Protokoll der Sitzung vom 18.06.2008

(Beifall bei CDU und FDP)

Wir versuchen einen Spagat für die Zukunft, nämlich den Spagat einerseits bestmögliche Betreuung für unsere Kinder, bestmögliche Bildung für unsere Kinder, bestmögliche Situationen an den Hochschulen für unsere Studierenden zu schaffen und andererseits zu versuchen - im Gegensatz zu dem, was Sie gemacht haben -, die Kosten dafür nicht auf künftige Generationen zu verschieben, sondern dies aus eigener Kraft zu bewältigen. Das ist die Aufgabe, die wir uns gestellt haben.

(Zuruf des Abgeordneten Karl-Martin Hent- schel [BÜNDNIS 90/DIE GRÜNEN])

Sie beklagen gleichzeitig das Übermaß an Bürokratie und Verwaltung, ohne dabei daran zu denken, dass Sie dieses Übermaß an Bürokratie und Verwaltung erst herbeigeführt haben. Insbesondere unser Umweltminister ist dabei, dieses Übermaß an Bürokratie zu beseitigen.

(Holger Astrup [SPD]: Toller Typ!)

- Ist er auch. Das ist einen Applaus wert, auch von Ihrer Seite, Herr Astrup.

(Beifall bei der CDU)

Sie haben mit Ihrer Politik in Ihren knapp zehn Jahren Schleswig-Holstein an den Rand des Ruins gefahren, und jetzt wollen Sie versuchen, sich aus dieser Verantwortung herauszustehlen. Das wird Ihnen aber nicht gelingen.

Herr Hentschel, Sie sitzen hier auf der Anklagebank, und der Chefankläger steht vor Ihnen. Sie sind es jedenfalls nicht.

(Beifall bei CDU und FDP)

Zu einem Kurzbeitrag nach § 56 Abs. 4 der Geschäftsordnung erteile ich Herrn Abgeordneten Karl-Martin Hentschel das Wort.

Sehr geehrte Damen und Herren! Ich habe nie bestritten, dass die Haushaltslage schon seit Jahren schwierig ist. Es war immer eine schwierige Situation. Ich erinnere mich nur, dass damals eine Fraktion, die hier jetzt die größte Fraktion ist, lauthals immer erzählt hat, wie sie das alles sanieren und wie sich das alles ändern würde.

(Zurufe von der CDU)

Sie haben jetzt 1,5 Milliarden € mehr Steuereinnahmen, und Sie schaffen es nicht einmal, von diesen 1,5 Milliarden mehr Steuereinnahmen die Hälfte zur Entschuldung zu nutzen. Das heißt, Sie haben in den letzten Jahren gravierende Mehrausgaben produziert. Das ist der Punkt, den ich kritisiere. Da können Sie noch so viel über die Vergangenheit reden. Ich rede über die Gegenwart.

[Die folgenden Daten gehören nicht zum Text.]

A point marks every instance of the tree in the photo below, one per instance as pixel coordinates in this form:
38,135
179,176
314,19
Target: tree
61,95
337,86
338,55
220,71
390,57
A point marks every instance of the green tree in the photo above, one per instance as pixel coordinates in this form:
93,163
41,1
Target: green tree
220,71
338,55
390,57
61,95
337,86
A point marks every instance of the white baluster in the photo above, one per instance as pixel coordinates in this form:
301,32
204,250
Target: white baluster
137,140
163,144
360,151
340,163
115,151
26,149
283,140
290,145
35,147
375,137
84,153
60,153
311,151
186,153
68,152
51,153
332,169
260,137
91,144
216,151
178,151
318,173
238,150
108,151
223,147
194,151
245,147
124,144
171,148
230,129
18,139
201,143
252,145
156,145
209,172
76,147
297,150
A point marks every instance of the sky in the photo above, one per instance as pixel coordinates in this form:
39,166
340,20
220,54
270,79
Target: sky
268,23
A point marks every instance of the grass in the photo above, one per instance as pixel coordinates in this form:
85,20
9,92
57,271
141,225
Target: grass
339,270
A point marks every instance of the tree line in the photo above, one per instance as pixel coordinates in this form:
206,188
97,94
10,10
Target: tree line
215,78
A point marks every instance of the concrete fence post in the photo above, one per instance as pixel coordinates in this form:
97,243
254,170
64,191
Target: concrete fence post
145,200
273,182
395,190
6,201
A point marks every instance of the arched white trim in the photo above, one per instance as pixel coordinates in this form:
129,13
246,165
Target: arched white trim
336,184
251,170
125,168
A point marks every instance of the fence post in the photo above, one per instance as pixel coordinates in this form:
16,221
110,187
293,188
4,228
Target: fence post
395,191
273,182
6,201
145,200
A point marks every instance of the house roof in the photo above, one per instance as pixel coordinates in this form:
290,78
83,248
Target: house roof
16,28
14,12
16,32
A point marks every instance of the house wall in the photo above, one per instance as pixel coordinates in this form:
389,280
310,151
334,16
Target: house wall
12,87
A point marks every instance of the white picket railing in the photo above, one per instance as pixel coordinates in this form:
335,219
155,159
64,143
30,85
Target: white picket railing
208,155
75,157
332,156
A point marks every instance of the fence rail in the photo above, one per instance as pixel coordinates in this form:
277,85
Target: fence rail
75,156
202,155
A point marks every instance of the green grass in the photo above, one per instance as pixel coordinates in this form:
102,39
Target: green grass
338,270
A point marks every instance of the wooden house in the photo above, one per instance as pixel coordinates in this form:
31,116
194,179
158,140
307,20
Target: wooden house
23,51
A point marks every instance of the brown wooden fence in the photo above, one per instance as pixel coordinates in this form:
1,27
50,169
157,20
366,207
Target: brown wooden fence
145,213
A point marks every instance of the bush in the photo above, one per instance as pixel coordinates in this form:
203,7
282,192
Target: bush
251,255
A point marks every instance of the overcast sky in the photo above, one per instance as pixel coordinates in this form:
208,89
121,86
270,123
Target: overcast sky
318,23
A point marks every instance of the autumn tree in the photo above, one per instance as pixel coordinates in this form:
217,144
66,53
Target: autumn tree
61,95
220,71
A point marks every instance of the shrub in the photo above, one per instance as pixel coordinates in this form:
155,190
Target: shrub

(Beifall bei BÜNDNIS 90/DIE GRÜNEN)

(Minister Rainer Wiegard)

Wir haben von Anfang an - das wissen Sie sehr genau, ich habe mich da immer in den Ring gestellt für Abbau von Stellen und Bürokratie gekämpft.

(Wolfgang Kubicki [FDP]: Und wer war da- gegen?)

Wir haben in der Regierungszeit 1.000 neue Lehrerstellen geschaffen, aber gleichzeitig das Doppelte an Stellen in den Verwaltungen eingespart. Das heißt, wir haben damals für jede Lehrerstelle, die wir neu geschaffen haben, zwei Stellen eingespart. Das nehme ich als Maßstab, und diesen Maßstab würde ich mir auch an Ihrer Stelle einmal setzen. Das können Sie in den Zahlen des Landesrechnungshofs nachlesen; vielleicht sind die ja neutral. Diesen Maßstab stelle ich auch an die neue Regierung.

Wir haben die Verwaltungsstrukturreform, auch die kommunale Verwaltungsstrukturreform, angestoßen, weil ich gesehen habe, wie katastrophal die Lage des Haushaltes ist. Wir haben uns in der Partei darauf geeinigt und dafür gekämpft, dass etwas passiert.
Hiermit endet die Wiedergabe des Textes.